Accelerating Adoption of Assistive Technology to Reduce Physical Strain among Family Caregivers of the Chronically Disabled Elderly Living at Home. Conclusions and Discussion


The FCA online caregiver survey (Appendix C) found that many caregivers are purchasing AT/HM and find it useful. However, findings also suggested a need to raise awareness of available AT/HM, to address caregivers' concerns about costs, and to offer caregiver training on AT/HM and techniques to minimize physical strain. The Internet, physicians' offices, and AAAs were the top places where caregivers go for information on AT/HM.

The site visits and discussions revealed many tips and resources that can help family caregivers reduce their risk of physical strain, assess their homes, and select, access, and pay for AT/HM. We also identified a number of innovative strategies and resources that the NFCSP network can use to assist family caregivers with AT/HM.

Suggestions for a Dissemination Strategy

In discussions with experts and stakeholders, consensus emerged that accelerating the use of AT/HM to reduce physical strain among family caregivers will require a comprehensive dissemination strategy that includes:

  • Developing multiple informational resources (e.g., videos, brochures, training courses on AT/HM and preventing physical strain).

  • Disseminating the information through multiple channels (e.g., online, physicians' offices, community organizations, the media).

  • Reaching multiple target audiences (e.g., family caregivers, CMs and SWs who work with caregivers, physicians, builders, contractors).

A suggested next step was to convene a national meeting of a wider group of stakeholders involved in AT/HM for older adults and their caregivers in order to develop and carry out a dissemination plan.

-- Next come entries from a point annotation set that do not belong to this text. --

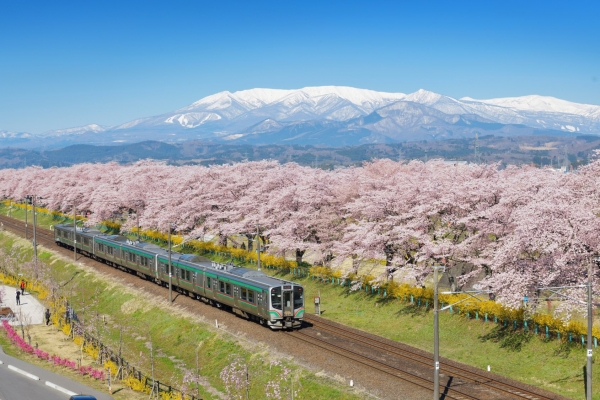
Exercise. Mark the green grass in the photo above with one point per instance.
(553, 365)
(105, 306)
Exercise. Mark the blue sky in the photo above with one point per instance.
(71, 63)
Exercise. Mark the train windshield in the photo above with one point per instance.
(276, 298)
(298, 297)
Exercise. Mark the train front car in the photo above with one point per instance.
(286, 306)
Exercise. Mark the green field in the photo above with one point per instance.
(554, 365)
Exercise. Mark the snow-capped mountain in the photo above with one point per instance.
(338, 115)
(79, 130)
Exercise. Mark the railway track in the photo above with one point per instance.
(461, 383)
(413, 378)
(458, 376)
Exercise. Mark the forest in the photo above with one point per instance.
(525, 227)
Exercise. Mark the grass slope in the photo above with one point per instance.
(553, 365)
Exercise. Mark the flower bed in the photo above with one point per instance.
(55, 359)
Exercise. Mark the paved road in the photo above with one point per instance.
(15, 385)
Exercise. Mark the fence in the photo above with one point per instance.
(125, 368)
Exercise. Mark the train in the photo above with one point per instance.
(250, 294)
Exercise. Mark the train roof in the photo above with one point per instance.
(192, 259)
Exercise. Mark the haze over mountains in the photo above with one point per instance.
(332, 116)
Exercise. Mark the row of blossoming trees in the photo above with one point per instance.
(526, 227)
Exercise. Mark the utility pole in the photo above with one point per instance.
(588, 369)
(436, 333)
(34, 232)
(476, 148)
(170, 270)
(26, 208)
(137, 214)
(257, 247)
(74, 234)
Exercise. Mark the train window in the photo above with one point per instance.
(298, 297)
(185, 274)
(276, 298)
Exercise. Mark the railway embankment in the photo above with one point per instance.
(551, 365)
(176, 343)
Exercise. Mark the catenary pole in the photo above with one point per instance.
(34, 233)
(436, 334)
(588, 370)
(74, 234)
(26, 208)
(170, 269)
(257, 248)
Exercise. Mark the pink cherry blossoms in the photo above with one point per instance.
(525, 227)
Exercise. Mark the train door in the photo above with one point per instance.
(288, 303)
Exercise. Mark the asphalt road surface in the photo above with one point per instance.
(22, 381)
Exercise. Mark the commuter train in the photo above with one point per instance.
(251, 294)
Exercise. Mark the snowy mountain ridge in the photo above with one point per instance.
(336, 115)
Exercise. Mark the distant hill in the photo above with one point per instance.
(331, 116)
(539, 150)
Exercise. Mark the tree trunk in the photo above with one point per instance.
(299, 254)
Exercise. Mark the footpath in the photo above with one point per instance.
(31, 313)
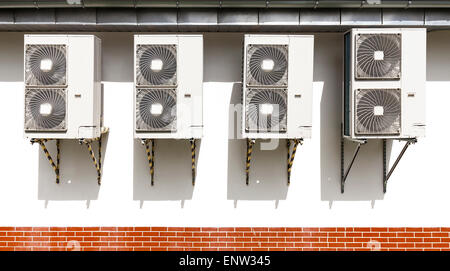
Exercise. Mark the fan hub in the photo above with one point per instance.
(156, 65)
(45, 109)
(378, 55)
(156, 109)
(46, 65)
(267, 65)
(378, 110)
(266, 109)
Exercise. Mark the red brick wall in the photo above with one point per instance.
(231, 239)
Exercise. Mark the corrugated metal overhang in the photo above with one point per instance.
(227, 15)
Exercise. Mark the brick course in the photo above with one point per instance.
(221, 239)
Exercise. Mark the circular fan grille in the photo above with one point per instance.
(378, 56)
(164, 75)
(378, 111)
(277, 56)
(163, 99)
(259, 121)
(55, 56)
(52, 99)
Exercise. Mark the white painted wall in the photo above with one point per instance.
(417, 191)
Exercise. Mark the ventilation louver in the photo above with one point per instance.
(156, 110)
(156, 65)
(378, 56)
(267, 65)
(378, 111)
(45, 109)
(45, 65)
(266, 110)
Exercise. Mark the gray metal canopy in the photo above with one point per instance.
(225, 3)
(214, 15)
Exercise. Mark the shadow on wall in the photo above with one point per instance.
(438, 56)
(117, 56)
(172, 175)
(268, 175)
(11, 55)
(364, 181)
(222, 57)
(78, 179)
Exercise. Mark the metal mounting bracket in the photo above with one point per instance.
(87, 141)
(250, 143)
(345, 172)
(388, 175)
(291, 155)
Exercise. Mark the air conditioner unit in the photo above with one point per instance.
(277, 86)
(384, 83)
(63, 93)
(168, 86)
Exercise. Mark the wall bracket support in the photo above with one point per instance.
(193, 147)
(54, 165)
(250, 143)
(345, 172)
(291, 155)
(387, 175)
(97, 161)
(150, 150)
(88, 142)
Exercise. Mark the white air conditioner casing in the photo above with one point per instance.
(277, 81)
(384, 83)
(168, 73)
(78, 63)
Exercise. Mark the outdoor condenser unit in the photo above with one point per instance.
(384, 88)
(277, 86)
(63, 93)
(277, 90)
(168, 97)
(384, 84)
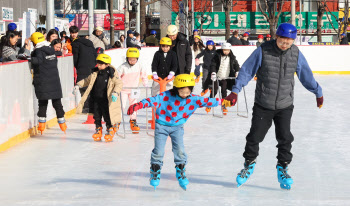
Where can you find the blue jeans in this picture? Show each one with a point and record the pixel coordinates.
(176, 134)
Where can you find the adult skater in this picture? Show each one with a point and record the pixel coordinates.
(274, 63)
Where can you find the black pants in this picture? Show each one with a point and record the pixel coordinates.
(101, 110)
(89, 104)
(225, 84)
(261, 123)
(57, 105)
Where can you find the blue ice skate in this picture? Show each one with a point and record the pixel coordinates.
(284, 178)
(181, 176)
(245, 173)
(155, 175)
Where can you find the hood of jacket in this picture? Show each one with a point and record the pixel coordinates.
(84, 41)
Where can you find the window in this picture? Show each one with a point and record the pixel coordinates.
(100, 4)
(58, 4)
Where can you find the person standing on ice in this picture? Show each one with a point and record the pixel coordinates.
(173, 108)
(131, 72)
(103, 86)
(274, 63)
(46, 81)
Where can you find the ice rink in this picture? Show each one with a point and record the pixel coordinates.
(72, 169)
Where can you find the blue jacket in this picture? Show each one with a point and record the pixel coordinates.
(253, 63)
(174, 110)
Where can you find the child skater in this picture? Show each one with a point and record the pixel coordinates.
(197, 48)
(207, 55)
(174, 107)
(164, 64)
(223, 66)
(46, 80)
(131, 72)
(105, 86)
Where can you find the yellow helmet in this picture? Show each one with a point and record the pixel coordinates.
(172, 30)
(184, 80)
(104, 58)
(37, 37)
(133, 52)
(166, 41)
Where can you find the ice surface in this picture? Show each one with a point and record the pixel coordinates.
(71, 169)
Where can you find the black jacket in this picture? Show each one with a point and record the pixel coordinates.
(46, 81)
(208, 56)
(234, 41)
(244, 42)
(99, 90)
(163, 65)
(344, 41)
(129, 43)
(84, 55)
(184, 54)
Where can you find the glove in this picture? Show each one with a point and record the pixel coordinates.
(155, 76)
(133, 108)
(197, 62)
(232, 98)
(319, 102)
(75, 90)
(171, 74)
(213, 76)
(114, 97)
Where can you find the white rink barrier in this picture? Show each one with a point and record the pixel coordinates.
(322, 59)
(19, 105)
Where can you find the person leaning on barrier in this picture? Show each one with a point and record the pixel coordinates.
(104, 87)
(46, 80)
(98, 38)
(182, 49)
(8, 49)
(223, 65)
(275, 62)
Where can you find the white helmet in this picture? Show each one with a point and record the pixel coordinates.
(172, 30)
(226, 46)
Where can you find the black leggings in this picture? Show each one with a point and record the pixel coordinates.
(57, 105)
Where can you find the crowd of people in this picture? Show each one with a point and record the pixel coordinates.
(105, 88)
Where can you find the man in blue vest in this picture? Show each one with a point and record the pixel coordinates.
(274, 64)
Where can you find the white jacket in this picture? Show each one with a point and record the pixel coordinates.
(131, 75)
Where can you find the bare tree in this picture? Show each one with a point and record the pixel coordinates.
(143, 5)
(272, 7)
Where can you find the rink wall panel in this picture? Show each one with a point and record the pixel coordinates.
(322, 59)
(19, 105)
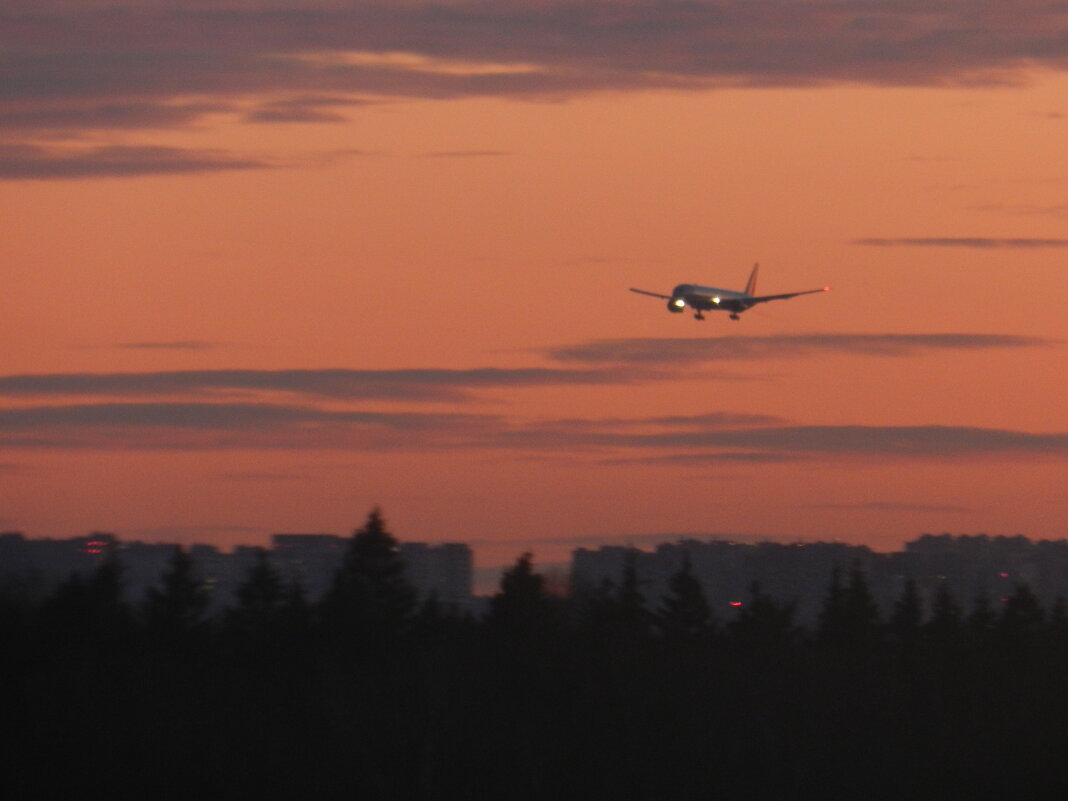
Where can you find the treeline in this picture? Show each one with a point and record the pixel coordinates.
(372, 694)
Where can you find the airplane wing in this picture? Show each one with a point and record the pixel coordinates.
(764, 298)
(650, 294)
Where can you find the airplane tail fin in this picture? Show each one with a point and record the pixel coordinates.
(751, 286)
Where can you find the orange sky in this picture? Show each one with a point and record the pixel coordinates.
(266, 270)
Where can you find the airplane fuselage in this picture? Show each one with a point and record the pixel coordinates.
(708, 299)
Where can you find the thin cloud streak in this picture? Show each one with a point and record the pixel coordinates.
(891, 506)
(31, 162)
(679, 350)
(224, 426)
(975, 242)
(269, 426)
(411, 385)
(97, 65)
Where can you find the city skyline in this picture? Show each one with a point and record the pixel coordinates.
(269, 264)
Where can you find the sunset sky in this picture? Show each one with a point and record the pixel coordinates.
(268, 264)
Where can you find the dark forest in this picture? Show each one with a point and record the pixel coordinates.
(370, 694)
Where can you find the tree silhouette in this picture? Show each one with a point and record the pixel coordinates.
(371, 601)
(907, 617)
(176, 608)
(684, 614)
(763, 622)
(521, 606)
(1022, 619)
(850, 615)
(90, 609)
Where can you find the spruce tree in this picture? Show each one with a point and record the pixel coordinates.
(176, 609)
(521, 607)
(684, 614)
(371, 601)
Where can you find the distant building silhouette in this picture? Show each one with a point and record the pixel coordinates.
(32, 568)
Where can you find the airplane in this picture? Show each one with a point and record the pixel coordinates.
(708, 298)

Panel participants noted that this could provide opportunity for the AoA Aging Network to establish new partnerships.

Suggestions for Policy

In addition, panel participants agreed that overcoming barriers to family caregiver use of AT/HM will also require changes to several aspects of health, long-term care, and housing policy.

  • Challenges to accessing AT/HM will need to be addressed within programs that offer some AT/HM services (e.g., Medicare, Medicaid, HUD assistance programs). Experts and stakeholders recommended expanding coverage to include a comprehensive array of AT/HM, to respond to individual needs for support to retain independence and live at home. In addition, these programs need to be better aligned in support of common goals.

  • Another frequently mentioned recommendation was to expand coverage in public programs for OT and PT services. Occupational therapists can provide in-depth assessment of a person's home and suggest specific solutions that could help the person maximize function and retain independence.

  • Another issue raised by several panel participants is the need to modify housing and zoning laws to support aging in place and multi-generational living and to enact policies encouraging universal design in new construction.

Suggestions for Future Research

The discussions indicated two broad areas where additional research is needed:

  • To develop and expand AT/HM efforts, additional research will be needed to identify effective approaches and evaluate their impacts on reducing caregiver strain, increasing independence, and saving costs. These research questions could be addressed through a potential demonstration project.

  • Also needed is additional research is to develop and test new AT/HM products that are designed to meet the needs of family caregivers and older adults living at home. Panel participants discussed that one of the barriers to using AT/HM is that many products are designed for use in institutions, rather than in the home.

The above suggestions experts and stakeholders are supported by the research literature. Implementing these actions to encourage the use of AT/HM to reduce caregiver physical strain would also support recent federal efforts to promote community living, evidence-based health care, and cost savings.